四月八日は「花まつり」と呼ばれる日です。仏教の開祖である釈迦の誕生を祝う行事で、「灌仏会(かんぶつえ)」とも呼ばれます。
寺院では小さな御堂を花で飾り、その中に誕生仏の像を安置します。御堂とは、屋根のついた小さなお堂のことで、花まつりでは花で飾った「花御堂(はなみどう)」が設けられます。参拝者はその誕生仏の像に甘茶をかけ、釈迦の誕生を祝います。
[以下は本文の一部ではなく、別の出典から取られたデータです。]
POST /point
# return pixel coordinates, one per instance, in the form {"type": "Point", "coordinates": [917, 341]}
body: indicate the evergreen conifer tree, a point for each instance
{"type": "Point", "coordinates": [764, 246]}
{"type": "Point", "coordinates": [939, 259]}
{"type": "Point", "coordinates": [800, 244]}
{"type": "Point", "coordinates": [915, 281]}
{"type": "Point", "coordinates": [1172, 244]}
この甘茶を注ぐ習わしは、釈迦が生まれたときに天から甘い雨が降ったという伝説に由来するといわれています。
この行事が「花まつり」と呼ばれるのは、釈迦が誕生したとされるインドのルンビニー園が花に満ちた場所だったという伝承によります。日本では春の花が咲く季節に行われるため、花で飾った御堂が設けられるようになりました。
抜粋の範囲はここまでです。